1. Validity of assessment for the year 1958-59 under the Expenditure-tax Act.
2. Validity of preliminary notices for assessment for the years 1959-60, 1960-61, and 1961-62 under the Expenditure-tax Act.
3. Applicability of sections 4(i) and 4(ii) of the Expenditure-tax Act before and after the amendment by the Finance Act of 1959.
4. Constitutional validity of section 3 of the Expenditure-tax Act.

Issue-wise Detailed Analysis:

1. Validity of assessment for the year 1958-59 under the Expenditure-tax Act:

The appellant's counsel supported the assessment for the year 1958-59 by relying on the provisions of section 4(i) and section 4(ii) of the Expenditure-tax Act as they were before their amendment by the Finance Act of 1959. The disputed items of expenditure were incurred by five allottees of the family, including four junior members and the Kalari Unit, out of the income of properties allotted to them under two karars, exhibit P-5 of 1909 and exhibit P-6 of 1943. The appellant included these expenses in the taxable expenditure of the assessee, the Hindu undivided family.

Section 4(i):

The conditions to be fulfilled under section 4(i) are:
(i) The expenditure was incurred by any person other than the assessee.
(ii) The expenditure was incurred in respect of any obligation or personal requirement of the assessee.
(iii) The expenditure was such that but for its having been incurred by that other person, would have been incurred by the assessee.

The court found that conditions (ii) and (iii) were not fulfilled in the context of exhibits P-5 and P-6. The family had made other arrangements for such expenses being met, and thus, it had no obligation to incur those expenses.

Section 4(ii):

The conditions for the application of section 4(ii) are:
(i) The expenditure should have been incurred by a dependant of the assessee.
(ii) It must have been incurred for the benefit of the assessee or any of his dependants.
(iii) It must have been incurred out of any gift, donation, or settlement on trust, or out of any other source created by the assessee, directly or indirectly.

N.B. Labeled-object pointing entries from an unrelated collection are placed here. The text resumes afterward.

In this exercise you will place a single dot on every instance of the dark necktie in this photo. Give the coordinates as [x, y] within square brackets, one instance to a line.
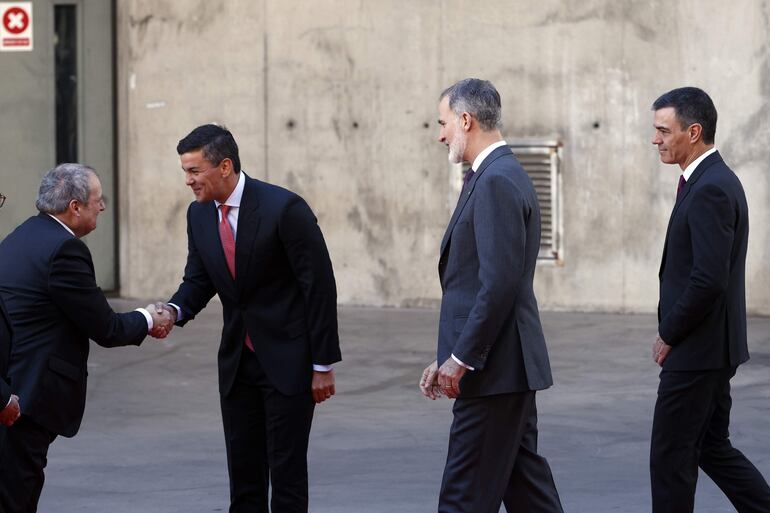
[228, 245]
[468, 177]
[680, 186]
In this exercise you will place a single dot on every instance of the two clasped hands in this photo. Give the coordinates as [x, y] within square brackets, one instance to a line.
[163, 319]
[11, 412]
[445, 380]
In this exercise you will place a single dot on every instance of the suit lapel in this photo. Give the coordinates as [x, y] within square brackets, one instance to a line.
[248, 225]
[702, 167]
[466, 193]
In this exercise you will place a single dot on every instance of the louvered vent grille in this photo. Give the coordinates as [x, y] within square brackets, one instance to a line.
[541, 162]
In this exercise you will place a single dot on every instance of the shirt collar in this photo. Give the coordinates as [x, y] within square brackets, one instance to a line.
[689, 170]
[235, 198]
[64, 225]
[485, 153]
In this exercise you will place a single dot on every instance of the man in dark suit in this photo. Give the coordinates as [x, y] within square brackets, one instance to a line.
[259, 248]
[701, 315]
[48, 285]
[9, 402]
[490, 342]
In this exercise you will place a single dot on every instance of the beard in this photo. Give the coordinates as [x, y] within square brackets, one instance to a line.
[457, 148]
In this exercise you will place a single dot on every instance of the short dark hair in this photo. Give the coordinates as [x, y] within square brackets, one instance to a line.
[479, 98]
[692, 105]
[216, 142]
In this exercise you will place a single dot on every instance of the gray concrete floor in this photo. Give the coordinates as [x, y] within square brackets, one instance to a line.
[152, 441]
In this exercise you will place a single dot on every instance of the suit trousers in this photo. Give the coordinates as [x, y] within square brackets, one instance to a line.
[690, 430]
[266, 436]
[493, 459]
[22, 460]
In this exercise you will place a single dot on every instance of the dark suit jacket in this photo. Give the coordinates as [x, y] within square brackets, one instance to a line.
[5, 354]
[284, 294]
[489, 317]
[48, 285]
[702, 309]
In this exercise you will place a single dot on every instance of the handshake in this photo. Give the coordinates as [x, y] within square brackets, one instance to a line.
[163, 319]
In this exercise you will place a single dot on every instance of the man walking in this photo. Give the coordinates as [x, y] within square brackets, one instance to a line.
[259, 248]
[490, 342]
[701, 315]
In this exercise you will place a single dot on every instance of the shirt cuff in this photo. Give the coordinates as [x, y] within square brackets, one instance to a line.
[456, 359]
[178, 311]
[147, 316]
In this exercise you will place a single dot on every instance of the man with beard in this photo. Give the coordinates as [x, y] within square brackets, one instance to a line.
[490, 342]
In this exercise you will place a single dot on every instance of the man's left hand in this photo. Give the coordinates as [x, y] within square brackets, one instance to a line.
[449, 375]
[322, 386]
[660, 350]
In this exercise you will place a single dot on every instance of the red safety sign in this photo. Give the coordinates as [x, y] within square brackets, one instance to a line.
[15, 26]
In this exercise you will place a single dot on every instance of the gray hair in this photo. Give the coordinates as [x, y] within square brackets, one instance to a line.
[479, 98]
[62, 184]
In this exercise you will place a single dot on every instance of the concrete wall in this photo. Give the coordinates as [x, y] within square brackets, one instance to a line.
[337, 100]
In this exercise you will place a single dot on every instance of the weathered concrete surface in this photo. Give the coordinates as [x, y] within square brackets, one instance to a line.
[337, 100]
[152, 439]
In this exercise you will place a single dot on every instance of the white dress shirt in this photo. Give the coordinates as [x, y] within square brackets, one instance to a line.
[234, 202]
[689, 170]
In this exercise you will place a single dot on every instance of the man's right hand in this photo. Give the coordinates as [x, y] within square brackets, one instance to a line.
[163, 318]
[429, 382]
[10, 413]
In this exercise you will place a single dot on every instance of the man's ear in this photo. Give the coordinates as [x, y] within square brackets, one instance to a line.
[466, 121]
[74, 207]
[226, 167]
[695, 132]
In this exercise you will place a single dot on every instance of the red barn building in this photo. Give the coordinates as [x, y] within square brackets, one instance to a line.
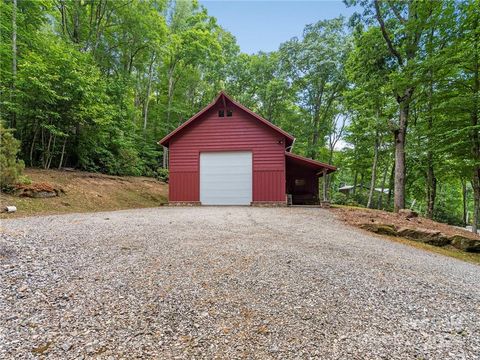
[228, 155]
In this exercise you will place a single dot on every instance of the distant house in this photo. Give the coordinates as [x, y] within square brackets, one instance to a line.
[349, 189]
[228, 155]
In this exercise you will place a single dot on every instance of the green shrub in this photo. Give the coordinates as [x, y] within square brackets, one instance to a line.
[163, 174]
[339, 198]
[10, 167]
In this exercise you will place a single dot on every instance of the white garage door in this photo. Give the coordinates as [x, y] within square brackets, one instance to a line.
[226, 178]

The court held that the five allottees were dependants of the assessee and that the expenditure was incurred out of a source created by the assessee. However, the term "any of his dependants" was construed to mean some other dependant than the one who incurs the expenditure. The expenditure incurred by the dependants for their personal requirements did not fall within section 4(ii).

2. Validity of preliminary notices for assessment for the years 1959-60, 1960-61, and 1961-62 under the Expenditure-tax Act:

The court noted that the appellant had not proceeded beyond issuing notices calling for returns of expenditure for these years. The provisions applicable were the amended provisions of section 4, which have a different scope compared to the pre-amendment provisions. The court did not find it necessary to deal with sections 4(i) and 4(ii) as amended in detail for these years.

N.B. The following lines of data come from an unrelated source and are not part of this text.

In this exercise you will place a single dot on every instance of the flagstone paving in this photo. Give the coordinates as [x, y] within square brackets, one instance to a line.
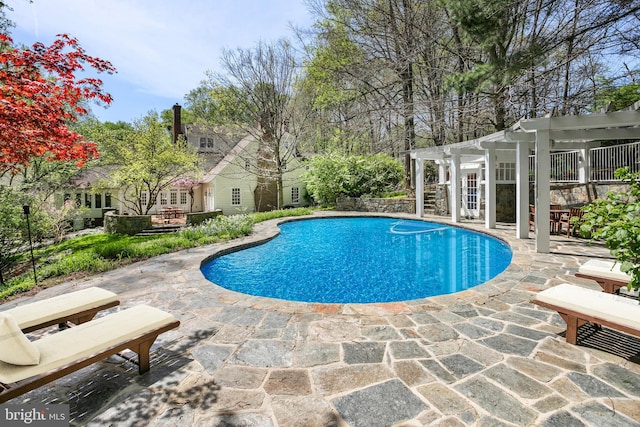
[485, 356]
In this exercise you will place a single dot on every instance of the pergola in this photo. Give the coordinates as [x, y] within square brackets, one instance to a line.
[542, 135]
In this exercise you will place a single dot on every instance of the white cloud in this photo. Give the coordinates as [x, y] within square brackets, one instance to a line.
[159, 47]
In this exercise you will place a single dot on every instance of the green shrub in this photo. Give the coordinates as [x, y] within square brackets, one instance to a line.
[616, 220]
[102, 252]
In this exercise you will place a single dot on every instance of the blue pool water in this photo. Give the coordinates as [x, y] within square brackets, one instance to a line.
[361, 260]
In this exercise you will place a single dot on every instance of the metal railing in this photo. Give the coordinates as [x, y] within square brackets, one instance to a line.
[564, 166]
[604, 162]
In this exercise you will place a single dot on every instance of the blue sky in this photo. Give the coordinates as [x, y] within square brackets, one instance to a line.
[160, 48]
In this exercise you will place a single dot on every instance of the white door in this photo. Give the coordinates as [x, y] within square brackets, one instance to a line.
[470, 195]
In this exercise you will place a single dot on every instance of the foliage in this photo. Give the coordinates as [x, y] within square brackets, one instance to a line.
[616, 98]
[147, 162]
[616, 220]
[333, 176]
[40, 95]
[229, 227]
[95, 253]
[265, 216]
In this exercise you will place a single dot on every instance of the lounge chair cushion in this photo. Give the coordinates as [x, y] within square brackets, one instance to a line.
[604, 270]
[617, 309]
[86, 339]
[39, 312]
[15, 348]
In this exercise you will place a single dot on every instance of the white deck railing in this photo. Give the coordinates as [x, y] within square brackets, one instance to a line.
[605, 160]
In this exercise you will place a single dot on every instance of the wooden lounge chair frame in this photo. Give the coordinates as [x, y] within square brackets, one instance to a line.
[85, 312]
[576, 318]
[141, 345]
[609, 285]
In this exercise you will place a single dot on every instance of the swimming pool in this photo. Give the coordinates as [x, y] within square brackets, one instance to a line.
[361, 260]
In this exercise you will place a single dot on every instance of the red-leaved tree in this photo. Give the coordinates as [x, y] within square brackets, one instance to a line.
[40, 95]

3. Applicability of sections 4(i) and 4(ii) of the Expenditure-tax Act before and after the amendment by the Finance Act of 1959:

The court highlighted the differences between the pre-amendment and post-amendment provisions of sections 4(i) and 4(ii). The pre-amendment provisions included any expenditure incurred by dependants out of any gift, donation, or settlement on trust created by the assessee. The post-amendment provisions specifically addressed expenditures incurred by dependants from income or property transferred directly or indirectly by the assessee. The court emphasized that the correct approach was not made in the assessment for the year 1958-59 and directed the appellant to proceed with the assessment in accordance with the law and the court's observations.

4. Constitutional validity of section 3 of the Expenditure-tax Act:

The constitutional objection raised to the validity of section 3 of the Act was decided by the Full Bench, which repelled the contention that section 3 was discriminatory against the Hindu undivided family. The court set aside the order quashing the preliminary notices and directed the appellant to proceed with the assessment proceedings in due course of law after issuing fresh notices.

Conclusion:

The court set aside the orders on O. P. No. 820 of 1962 and O. P. No. 1752 of 1962, quashed the assessment order for the year 1958-59, and directed the appellant to proceed with the assessment in accordance with the law. The writ appeals were allowed to the extent indicated, with no order as to costs.